Through a grueling first four games which had the Oilers taking a commanding 3-1 lead in the series, Hextall seemed like the only guy on the ice who was determined—and actually had the ability—to stop them and turn the series around.
Boy did he ever turn it around.
Hextall miraculously won the next two games practically by himself, despite a barrage of shots and Oiler offensive genius. The Oilers had never seen a goaltender like this before. Hextall made saves like the one above. It was almost inhuman. He was that good. His play inspired his teammates greatly who in turn brought their best game to the table.
Hextall also had his detractors who saw him as being violent. In particular, he was criticized for his retaliation on a cheap Glenn Anderson slash in which the referees called no penalty. Hextall, infuriated by referee indifference on what should have been a penalty, tomahawked the nearest Oiler he could find, Kent Nilsson. From this point on, Hextall became known for his temper.
Ultimately, the Oilers did defeat the Flyers in a tough 7th game at Northlands Colliseum in Edmonton.

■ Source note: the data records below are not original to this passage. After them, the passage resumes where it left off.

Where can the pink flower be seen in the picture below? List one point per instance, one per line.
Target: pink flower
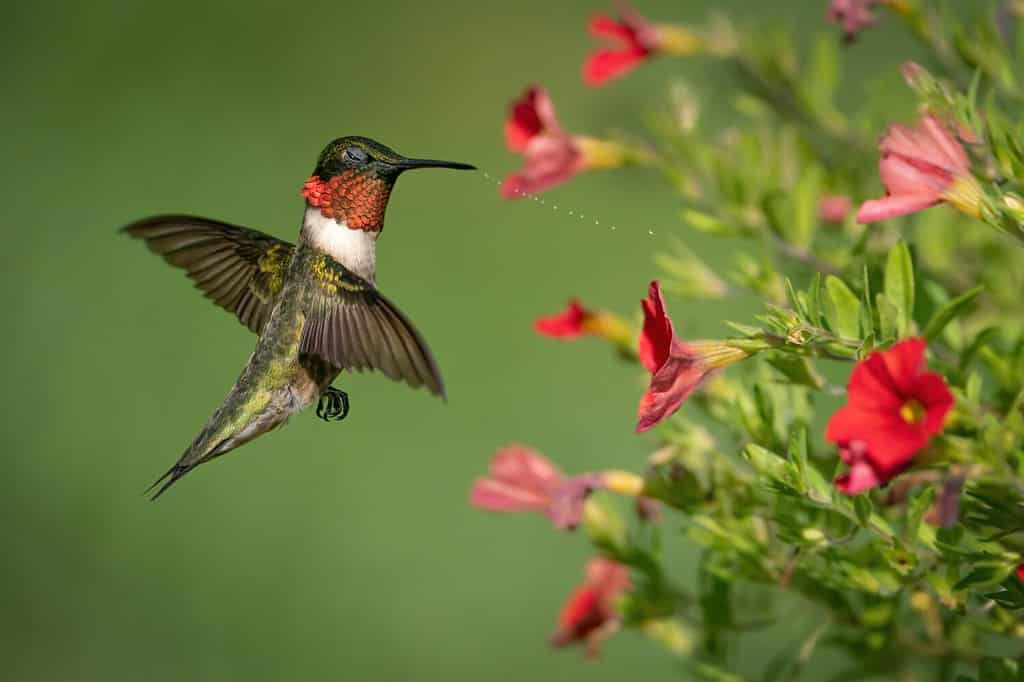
(522, 479)
(834, 208)
(855, 15)
(921, 167)
(894, 408)
(590, 613)
(677, 368)
(570, 324)
(550, 155)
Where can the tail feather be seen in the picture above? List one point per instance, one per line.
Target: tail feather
(169, 478)
(186, 463)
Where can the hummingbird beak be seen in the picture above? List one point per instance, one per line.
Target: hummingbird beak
(409, 164)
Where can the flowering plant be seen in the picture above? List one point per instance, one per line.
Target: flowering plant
(852, 459)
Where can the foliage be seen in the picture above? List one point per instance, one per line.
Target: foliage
(915, 573)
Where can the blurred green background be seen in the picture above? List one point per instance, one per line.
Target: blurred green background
(322, 551)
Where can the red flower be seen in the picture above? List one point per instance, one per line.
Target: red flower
(522, 479)
(636, 38)
(894, 407)
(855, 15)
(570, 324)
(922, 167)
(550, 155)
(589, 614)
(676, 368)
(834, 208)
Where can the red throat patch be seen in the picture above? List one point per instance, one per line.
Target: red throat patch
(355, 199)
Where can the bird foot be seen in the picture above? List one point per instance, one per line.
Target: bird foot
(333, 406)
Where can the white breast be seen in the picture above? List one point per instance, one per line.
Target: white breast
(355, 249)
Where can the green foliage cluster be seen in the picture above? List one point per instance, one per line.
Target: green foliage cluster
(915, 580)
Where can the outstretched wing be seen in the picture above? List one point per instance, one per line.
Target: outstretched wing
(241, 269)
(351, 326)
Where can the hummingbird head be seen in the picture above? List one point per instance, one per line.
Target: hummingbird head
(353, 178)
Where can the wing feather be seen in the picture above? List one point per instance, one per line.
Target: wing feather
(352, 327)
(240, 269)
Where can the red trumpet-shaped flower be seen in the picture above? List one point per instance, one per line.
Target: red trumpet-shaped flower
(590, 614)
(894, 407)
(576, 321)
(676, 368)
(550, 155)
(854, 15)
(921, 167)
(635, 40)
(522, 479)
(572, 323)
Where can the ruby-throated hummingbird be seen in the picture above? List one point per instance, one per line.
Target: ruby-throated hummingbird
(314, 304)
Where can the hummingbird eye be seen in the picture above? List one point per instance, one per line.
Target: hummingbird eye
(355, 155)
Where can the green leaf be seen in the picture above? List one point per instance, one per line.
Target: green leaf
(842, 308)
(797, 369)
(862, 507)
(983, 574)
(867, 312)
(899, 286)
(766, 462)
(813, 301)
(798, 455)
(915, 512)
(888, 318)
(805, 210)
(997, 670)
(951, 310)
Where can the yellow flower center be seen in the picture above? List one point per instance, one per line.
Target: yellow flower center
(912, 412)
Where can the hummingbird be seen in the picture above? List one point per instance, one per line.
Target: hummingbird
(313, 304)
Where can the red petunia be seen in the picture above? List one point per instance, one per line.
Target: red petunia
(921, 167)
(569, 324)
(894, 407)
(677, 368)
(590, 614)
(522, 479)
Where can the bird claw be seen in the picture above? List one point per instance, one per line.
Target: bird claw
(333, 406)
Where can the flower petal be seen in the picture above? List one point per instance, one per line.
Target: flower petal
(496, 496)
(657, 334)
(526, 468)
(604, 65)
(565, 325)
(549, 161)
(904, 361)
(603, 26)
(892, 207)
(860, 477)
(933, 393)
(529, 116)
(565, 508)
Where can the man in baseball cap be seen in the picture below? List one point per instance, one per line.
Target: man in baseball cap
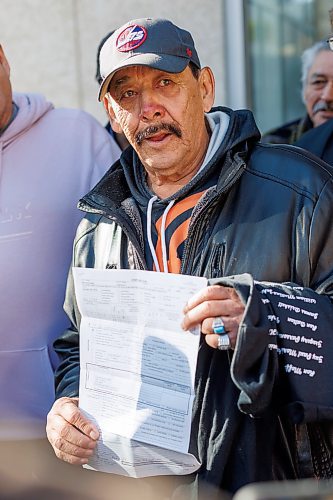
(197, 194)
(157, 43)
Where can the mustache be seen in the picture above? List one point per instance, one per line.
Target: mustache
(154, 129)
(322, 106)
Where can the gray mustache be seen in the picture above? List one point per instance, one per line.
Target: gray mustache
(154, 129)
(322, 106)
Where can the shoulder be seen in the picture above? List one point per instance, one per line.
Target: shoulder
(291, 166)
(284, 134)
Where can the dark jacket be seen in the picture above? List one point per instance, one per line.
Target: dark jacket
(319, 141)
(288, 133)
(269, 215)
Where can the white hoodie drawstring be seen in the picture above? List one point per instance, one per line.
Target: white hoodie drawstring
(151, 246)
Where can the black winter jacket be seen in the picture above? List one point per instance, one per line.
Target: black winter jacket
(267, 223)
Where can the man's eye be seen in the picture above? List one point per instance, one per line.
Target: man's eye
(128, 93)
(318, 83)
(165, 82)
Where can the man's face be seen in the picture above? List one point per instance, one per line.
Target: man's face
(5, 91)
(318, 94)
(162, 115)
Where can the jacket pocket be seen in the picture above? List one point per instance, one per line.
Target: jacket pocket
(216, 262)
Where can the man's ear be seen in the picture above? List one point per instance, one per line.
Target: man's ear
(112, 117)
(207, 88)
(3, 61)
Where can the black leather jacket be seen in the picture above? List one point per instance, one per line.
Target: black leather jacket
(269, 215)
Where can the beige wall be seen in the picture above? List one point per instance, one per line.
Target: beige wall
(51, 44)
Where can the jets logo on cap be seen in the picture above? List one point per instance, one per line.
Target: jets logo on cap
(131, 38)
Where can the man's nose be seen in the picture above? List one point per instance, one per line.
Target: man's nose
(327, 92)
(150, 107)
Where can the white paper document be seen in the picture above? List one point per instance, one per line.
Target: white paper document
(137, 369)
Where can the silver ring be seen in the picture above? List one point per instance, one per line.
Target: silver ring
(218, 326)
(223, 342)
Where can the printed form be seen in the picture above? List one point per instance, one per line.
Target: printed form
(137, 369)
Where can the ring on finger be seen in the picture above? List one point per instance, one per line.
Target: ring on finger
(218, 326)
(223, 342)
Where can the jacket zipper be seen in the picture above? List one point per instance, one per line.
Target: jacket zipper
(93, 207)
(195, 228)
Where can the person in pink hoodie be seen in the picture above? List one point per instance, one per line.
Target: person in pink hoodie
(49, 158)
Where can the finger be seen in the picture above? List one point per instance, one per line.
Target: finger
(68, 409)
(63, 432)
(214, 292)
(212, 340)
(211, 309)
(230, 323)
(67, 451)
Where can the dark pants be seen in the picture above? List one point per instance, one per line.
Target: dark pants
(30, 470)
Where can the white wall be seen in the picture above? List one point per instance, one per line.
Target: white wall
(51, 44)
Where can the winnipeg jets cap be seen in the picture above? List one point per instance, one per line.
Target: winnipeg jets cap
(157, 43)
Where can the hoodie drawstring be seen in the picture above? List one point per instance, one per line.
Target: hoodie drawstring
(150, 241)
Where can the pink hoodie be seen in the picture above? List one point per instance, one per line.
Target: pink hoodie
(49, 158)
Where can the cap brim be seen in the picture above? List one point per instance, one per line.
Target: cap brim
(171, 64)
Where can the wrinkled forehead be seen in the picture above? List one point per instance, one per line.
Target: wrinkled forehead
(322, 65)
(139, 73)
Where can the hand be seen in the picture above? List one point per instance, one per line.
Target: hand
(71, 435)
(209, 303)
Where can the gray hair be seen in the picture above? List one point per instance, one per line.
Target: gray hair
(308, 58)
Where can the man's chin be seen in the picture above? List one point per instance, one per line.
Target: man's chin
(322, 117)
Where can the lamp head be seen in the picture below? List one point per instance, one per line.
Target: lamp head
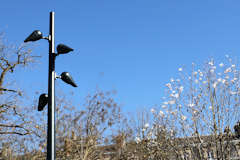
(63, 49)
(43, 101)
(34, 36)
(67, 78)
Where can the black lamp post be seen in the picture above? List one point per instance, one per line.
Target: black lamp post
(49, 98)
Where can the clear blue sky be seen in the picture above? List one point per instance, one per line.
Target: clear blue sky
(131, 46)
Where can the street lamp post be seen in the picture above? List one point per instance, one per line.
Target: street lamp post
(49, 98)
(51, 137)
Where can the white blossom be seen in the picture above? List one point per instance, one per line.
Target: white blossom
(146, 125)
(183, 117)
(212, 70)
(215, 84)
(176, 95)
(153, 110)
(223, 81)
(161, 113)
(228, 70)
(164, 106)
(233, 93)
(210, 63)
(181, 89)
(171, 102)
(169, 86)
(191, 105)
(137, 139)
(166, 103)
(221, 64)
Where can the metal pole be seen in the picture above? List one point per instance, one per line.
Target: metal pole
(51, 138)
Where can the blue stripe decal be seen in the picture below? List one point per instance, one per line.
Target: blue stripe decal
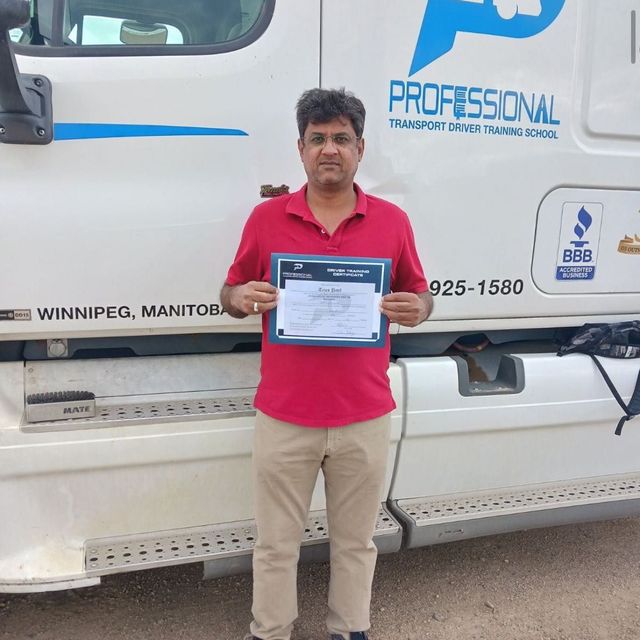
(88, 130)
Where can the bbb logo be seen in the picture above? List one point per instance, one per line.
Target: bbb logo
(579, 252)
(443, 19)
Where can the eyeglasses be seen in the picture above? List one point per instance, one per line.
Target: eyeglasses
(318, 140)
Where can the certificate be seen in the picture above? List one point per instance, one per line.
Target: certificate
(329, 301)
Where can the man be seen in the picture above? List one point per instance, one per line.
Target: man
(322, 407)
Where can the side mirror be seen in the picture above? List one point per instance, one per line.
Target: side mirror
(25, 100)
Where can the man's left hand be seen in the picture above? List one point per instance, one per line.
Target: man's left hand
(407, 309)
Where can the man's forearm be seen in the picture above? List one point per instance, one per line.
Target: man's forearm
(427, 298)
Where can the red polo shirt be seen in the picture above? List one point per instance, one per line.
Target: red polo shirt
(325, 386)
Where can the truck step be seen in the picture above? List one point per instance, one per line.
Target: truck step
(460, 516)
(232, 540)
(116, 414)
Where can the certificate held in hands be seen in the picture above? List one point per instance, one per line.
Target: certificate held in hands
(324, 301)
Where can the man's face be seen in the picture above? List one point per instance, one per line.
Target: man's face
(330, 153)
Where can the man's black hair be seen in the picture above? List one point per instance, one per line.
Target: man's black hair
(323, 105)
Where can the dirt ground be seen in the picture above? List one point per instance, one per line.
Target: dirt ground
(569, 583)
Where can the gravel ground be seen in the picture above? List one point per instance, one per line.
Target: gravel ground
(568, 583)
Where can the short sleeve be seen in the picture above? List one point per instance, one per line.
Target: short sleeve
(246, 264)
(409, 275)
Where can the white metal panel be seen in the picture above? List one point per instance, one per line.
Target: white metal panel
(128, 222)
(560, 427)
(11, 394)
(72, 485)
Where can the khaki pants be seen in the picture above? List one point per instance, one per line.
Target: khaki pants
(286, 461)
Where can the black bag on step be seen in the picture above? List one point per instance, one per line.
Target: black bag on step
(621, 340)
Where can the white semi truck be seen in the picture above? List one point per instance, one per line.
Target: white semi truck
(137, 135)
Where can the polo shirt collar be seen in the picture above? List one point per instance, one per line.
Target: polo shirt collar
(298, 206)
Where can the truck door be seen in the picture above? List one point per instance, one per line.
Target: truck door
(168, 119)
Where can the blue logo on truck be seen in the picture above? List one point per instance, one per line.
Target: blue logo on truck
(579, 239)
(443, 19)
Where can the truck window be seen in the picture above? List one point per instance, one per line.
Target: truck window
(151, 27)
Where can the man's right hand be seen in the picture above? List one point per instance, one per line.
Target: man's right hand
(252, 298)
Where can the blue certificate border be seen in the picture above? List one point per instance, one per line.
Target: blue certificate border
(381, 279)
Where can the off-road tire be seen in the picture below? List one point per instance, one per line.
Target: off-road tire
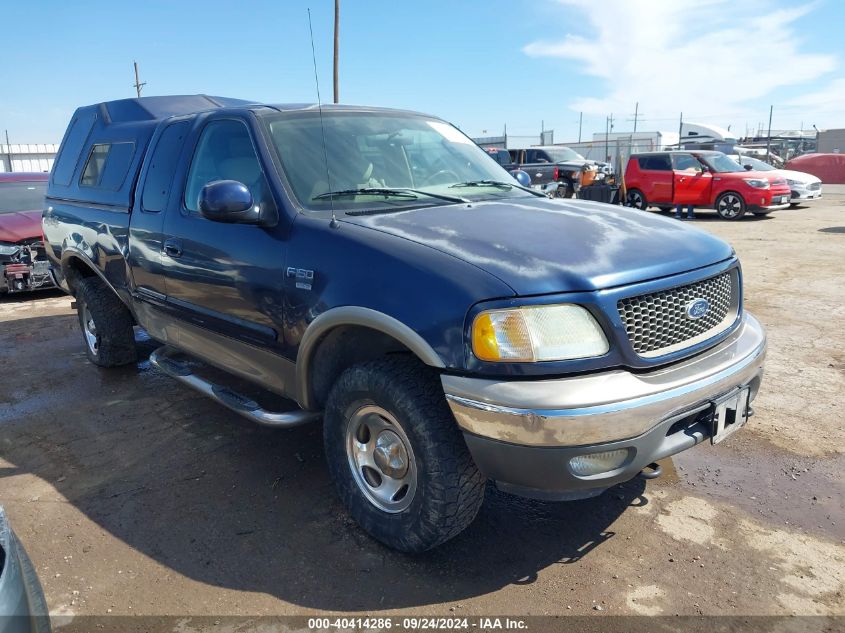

Hextall was awarded the Conn Smyth trophy for MVP of the playoffs in the losing effort. Wayne Gretzky went on to say that Ron Hextall was the greatest goaltender he ever played against.
When the player awards were handed out shortly after, Hextall took home the Vezina trophy for the year's best goaltender, but he was robbed for the Calder trophy for rookie of the year.
In the span of that single year, Hextall went to the top of the league to become a goal-tending superstar. He was a different goaltender. A complete original.
Still to this day, I have not seen any other goaltender in my life of watching hockey make the kind of saves that Ron Hextall did in the spring of 1987. I have seen all of the so called greats play: Patrick Roy, Martin Brodeur, Dominic Hasek, Grant Fuhr, etc. and none of these players, in my opinion, ever came close to playing the way Ron Hextall did in 1987. It was exciting, it was desperate and it was an absolute thrill to watch.
No one wanted that Stanley Cup victory more than Ron Hextall did.
Once again, I gotta say, it is completely ridiculous that he is not in the Hall Of Fame.